Ей казалось, что кусочки плоти отрываются от нее и уносятся обратно. Не хотят возвращаться в Москву и улетают в Симеиз. Кусочки плоти, молекулы волос и ногтей потихоньку отрываются от ее тела и возвращается на свою новую родину. А раз так, до Москвы доедет голый скелет.
– Чаю хотите?
– спросила проводница - та самая, которая посадила Лоту в поезд.
Лота сама не заметила, как слезла с третьей полки и теперь тихо сидела
– Хочу, но денег нет, - честно призналась она.

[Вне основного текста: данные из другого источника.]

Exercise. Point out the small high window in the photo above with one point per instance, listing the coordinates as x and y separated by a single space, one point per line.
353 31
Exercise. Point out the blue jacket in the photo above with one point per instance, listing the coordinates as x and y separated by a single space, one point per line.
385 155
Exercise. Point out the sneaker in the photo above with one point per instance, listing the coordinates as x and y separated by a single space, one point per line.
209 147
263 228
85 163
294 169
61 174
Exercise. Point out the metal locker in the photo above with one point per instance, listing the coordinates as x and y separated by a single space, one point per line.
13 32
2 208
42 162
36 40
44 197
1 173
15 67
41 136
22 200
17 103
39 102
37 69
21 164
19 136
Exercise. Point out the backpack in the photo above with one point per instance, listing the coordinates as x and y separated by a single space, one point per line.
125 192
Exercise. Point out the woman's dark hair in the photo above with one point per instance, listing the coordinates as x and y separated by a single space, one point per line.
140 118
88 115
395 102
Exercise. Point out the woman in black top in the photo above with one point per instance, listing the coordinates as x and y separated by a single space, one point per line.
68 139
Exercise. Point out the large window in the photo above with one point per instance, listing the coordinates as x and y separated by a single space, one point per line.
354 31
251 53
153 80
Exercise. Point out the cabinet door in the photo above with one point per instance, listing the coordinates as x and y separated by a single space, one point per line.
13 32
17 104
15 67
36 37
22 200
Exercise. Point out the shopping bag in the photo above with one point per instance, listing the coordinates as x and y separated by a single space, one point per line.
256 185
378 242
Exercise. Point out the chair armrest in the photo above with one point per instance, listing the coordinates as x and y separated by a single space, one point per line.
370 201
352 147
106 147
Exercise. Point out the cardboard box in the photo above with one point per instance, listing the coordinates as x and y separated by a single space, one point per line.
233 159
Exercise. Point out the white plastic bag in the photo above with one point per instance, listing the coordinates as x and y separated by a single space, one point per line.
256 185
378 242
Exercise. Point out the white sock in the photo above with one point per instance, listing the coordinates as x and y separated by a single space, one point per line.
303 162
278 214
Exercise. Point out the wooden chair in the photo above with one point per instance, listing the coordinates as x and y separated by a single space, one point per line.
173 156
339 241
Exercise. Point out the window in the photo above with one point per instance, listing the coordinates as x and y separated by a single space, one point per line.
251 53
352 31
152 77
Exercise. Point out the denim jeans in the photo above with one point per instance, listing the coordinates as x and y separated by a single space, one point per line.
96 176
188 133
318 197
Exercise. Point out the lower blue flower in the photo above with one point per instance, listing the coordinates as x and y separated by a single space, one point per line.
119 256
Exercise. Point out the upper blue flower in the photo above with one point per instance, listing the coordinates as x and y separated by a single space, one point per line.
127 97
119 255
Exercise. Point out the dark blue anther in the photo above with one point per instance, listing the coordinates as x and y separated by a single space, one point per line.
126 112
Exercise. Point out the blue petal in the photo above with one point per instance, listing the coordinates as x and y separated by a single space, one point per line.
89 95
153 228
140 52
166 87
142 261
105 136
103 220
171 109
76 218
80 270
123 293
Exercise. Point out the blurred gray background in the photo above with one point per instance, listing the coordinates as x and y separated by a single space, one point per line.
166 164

– А я вам так принесу, - неожиданно предложила проводница и вскоре действительно принесла чай в красивом тяжелом подстаканнике. Поставила его перед Лотой на откидной столик.
– Пейте на здоровье.
Лота была очень ей благодарна. Отхлебнула чуть теплого безвкусного сладкого чая, осторожно поставила подстаканник, прислонилась к стенке и моментально отключилась.
* * *
Той же ночью она увидела Темного человека. Человек - если только можно было так назвать существо неопределенных очертаний - явился ей в необычайно ярком, похожем на реальность, сновидении. Все собрались в кухне: судя по освещению, наступало время ужина. Дождь прошел и перестал, небо прояснилось и мерцало всеми оттенками лесного пожара. Однако было по-прежнему холодно, даже холоднее, чем днем - и все это Лота наблюдала в окошко их дома, в которое то и дело поглядывала, сидя за столом и рассеянно прихлебывая мутноватый чай, впитавший в себя запахи лесных трав и костра. Каждый был поглощен каким-нибудь повседневным бытовым делом, связанным с приготовлением ужина. Птица заваривал чай. Леха (он, как видно, и не думал никуда убегать с лесниковыми деньгами) и Коматоз (оказывается, он был намного старше, чем всегда казался Лоте) нарезали лук и морковку в кастрюлю с закипающим оленьим супом. Володя (почему-то необычайно счастливый) и Индеец (который тоже не собирался никуда убегать) резали хлеб. Но каждый - Лота это заметила - был при этом напряжен и тревожен, словно чего-то ожидая. А потом она увидела всех сразу с стороны - Темного человека, себя, дом с освещенными окнами, и в окнах - готовящих ужин ребят. Дом был огромен, в нем угадывалось намного больше измерений, чем присутствовало на самом деле, но и Человек, явившийся из леса, тоже было огромен, наг и космат. А по правде сказать, он и человеком-то не был: это было темное дремучее существо, дикое, но не злое. Прильнув к окошку, существо разглядывало приготовления к ужину. Глядя на Темного человека одновременно изнутри дома и откуда-то снаружи, Лота чувствовала его тоску, его недоумение, но не имела сил ни пригласить его внутрь, к ним на ужин, ни выйти к нему в лес с чашкой травяного чая и куском хлеба.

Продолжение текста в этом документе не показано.